Maseczka oczyszcza, rewitalizuje i ujędrnia cerę. Zachwyci Cię jej intensywny,
żółto-pomarańczowy kolor.
Jak już wcześniej
mówiłam, uwielbiam maseczki, dlatego bardzo się cieszę, że znalazło się w tym
pudełku ich aż tyle. Baza pell-of to specjalnie skomponowana mieszanka
naturalnych składników (agar agar, kurkuma, żółta glinka illite), działająca
rozświetlająco, nawilżająco i odżywczo na cerę. Maska zastyga na skórze,
delikatnie ją chłodząc. Efekt promiennej cery jest natychmiastowy.
INCI:Agar Agar,
Curcuma Longa, Yellow illite Clay
Odmierz na dołączonej
miarce 2,5 g maseczki, wsyp do rondelka. Dodaj 45 ml (równe 3 pełne miarki)

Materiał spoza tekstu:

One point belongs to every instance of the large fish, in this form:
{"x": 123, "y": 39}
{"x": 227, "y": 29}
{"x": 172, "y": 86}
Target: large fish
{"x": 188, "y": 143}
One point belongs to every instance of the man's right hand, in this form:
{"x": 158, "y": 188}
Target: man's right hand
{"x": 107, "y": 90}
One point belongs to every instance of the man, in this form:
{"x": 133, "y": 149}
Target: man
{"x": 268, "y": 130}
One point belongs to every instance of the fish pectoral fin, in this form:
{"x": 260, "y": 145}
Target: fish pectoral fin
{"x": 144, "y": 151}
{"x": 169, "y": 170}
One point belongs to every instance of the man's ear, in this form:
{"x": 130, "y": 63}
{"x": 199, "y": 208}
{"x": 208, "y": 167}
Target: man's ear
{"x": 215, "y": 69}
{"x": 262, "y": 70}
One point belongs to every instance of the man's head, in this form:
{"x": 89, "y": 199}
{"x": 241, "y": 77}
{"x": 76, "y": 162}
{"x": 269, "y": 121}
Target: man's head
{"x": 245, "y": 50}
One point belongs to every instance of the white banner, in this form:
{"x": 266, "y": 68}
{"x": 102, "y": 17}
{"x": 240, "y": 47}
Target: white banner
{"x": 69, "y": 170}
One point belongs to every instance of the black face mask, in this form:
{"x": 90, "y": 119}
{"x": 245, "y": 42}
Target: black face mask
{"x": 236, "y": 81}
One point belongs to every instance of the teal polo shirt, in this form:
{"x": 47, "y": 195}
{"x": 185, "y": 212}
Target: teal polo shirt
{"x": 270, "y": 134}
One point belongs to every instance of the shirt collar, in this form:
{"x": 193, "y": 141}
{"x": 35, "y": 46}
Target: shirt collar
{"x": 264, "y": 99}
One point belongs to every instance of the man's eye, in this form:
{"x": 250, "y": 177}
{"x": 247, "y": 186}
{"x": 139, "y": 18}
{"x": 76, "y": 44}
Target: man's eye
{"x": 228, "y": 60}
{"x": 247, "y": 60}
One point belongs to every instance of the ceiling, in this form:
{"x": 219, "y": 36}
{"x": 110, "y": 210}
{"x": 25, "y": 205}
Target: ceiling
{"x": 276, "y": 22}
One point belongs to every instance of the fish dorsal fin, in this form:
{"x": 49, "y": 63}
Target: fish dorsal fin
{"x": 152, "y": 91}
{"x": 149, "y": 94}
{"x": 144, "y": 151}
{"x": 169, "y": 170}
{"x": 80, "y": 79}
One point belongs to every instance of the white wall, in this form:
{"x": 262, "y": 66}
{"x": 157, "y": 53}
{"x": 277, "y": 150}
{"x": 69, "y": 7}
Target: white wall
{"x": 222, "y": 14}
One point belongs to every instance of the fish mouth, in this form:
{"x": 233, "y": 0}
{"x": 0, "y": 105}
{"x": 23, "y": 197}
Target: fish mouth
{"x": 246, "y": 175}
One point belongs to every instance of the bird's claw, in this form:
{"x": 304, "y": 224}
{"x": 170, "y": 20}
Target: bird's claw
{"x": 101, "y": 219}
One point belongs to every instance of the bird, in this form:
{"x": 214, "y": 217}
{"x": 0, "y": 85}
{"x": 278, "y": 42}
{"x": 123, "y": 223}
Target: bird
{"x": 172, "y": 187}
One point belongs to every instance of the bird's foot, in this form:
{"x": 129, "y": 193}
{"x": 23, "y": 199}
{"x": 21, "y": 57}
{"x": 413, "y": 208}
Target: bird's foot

mleka lub wody. Mieszaj przez około1 min do momentu zgęstnienia. Jeszcze ciepłą
(ale nie gorącą!) maseczkę nałóż na oczyszczoną cerę (mieszając co jakiś czas,
aby nie zastygła). Aplikuj ją nad zlewem, aby zminimalizować ryzyko
zabrudzenia. Trzymaj maskę na twarzy przez ok 6-7 minut a następnie odklej.
Maseczka delikatnie
zabarwia cerę. Można ją zmyć tonikiem lub hydrolatem. Następnie należy nałożyć
krem lub serum nawilżające. Bazę można wzbogacać olejkami eterycznymi lub
ekstraktami w zależności od tego, czego potrzebuje nasza cera. Ważne, aby dodawać je w fazie
końcowej, a nie podczas gotowania produktu.
Naturalne opakowanie
od razu zwraca uwagę każdego użytkownika. Jest wygodne i nieszkodliwe dla
środowiska. Po wykorzystaniu maski nie musimy martwić się, że opakowanie będzie
się długo rozkładało.
Maseczka jest doskonała
dla każdego typu cery. Nawilża i odżywia skore, sprawia, że staje się jędrna,
miła w dotyku i promienna. Niestety, żółty kolor nie schodzi tak od razu, ale
po chwili udaje się go zmyć. Przygotowanie maseczki i jej zmycie zajmuje trochę
czasu, dlatego nie wiem, czy jest to odpowiedni zabieg relaksujący. Mnie raczej zirytował ...Wszystko zależy od tego, co jest dla nas najważniejsze.
Cena: 11,33 zł
6.
Maska torfowa
do ciała – Bania Agafii
Bania Agafii
maska do ciała czarna Torfowa ma działanie odmładzające i ujędrniające.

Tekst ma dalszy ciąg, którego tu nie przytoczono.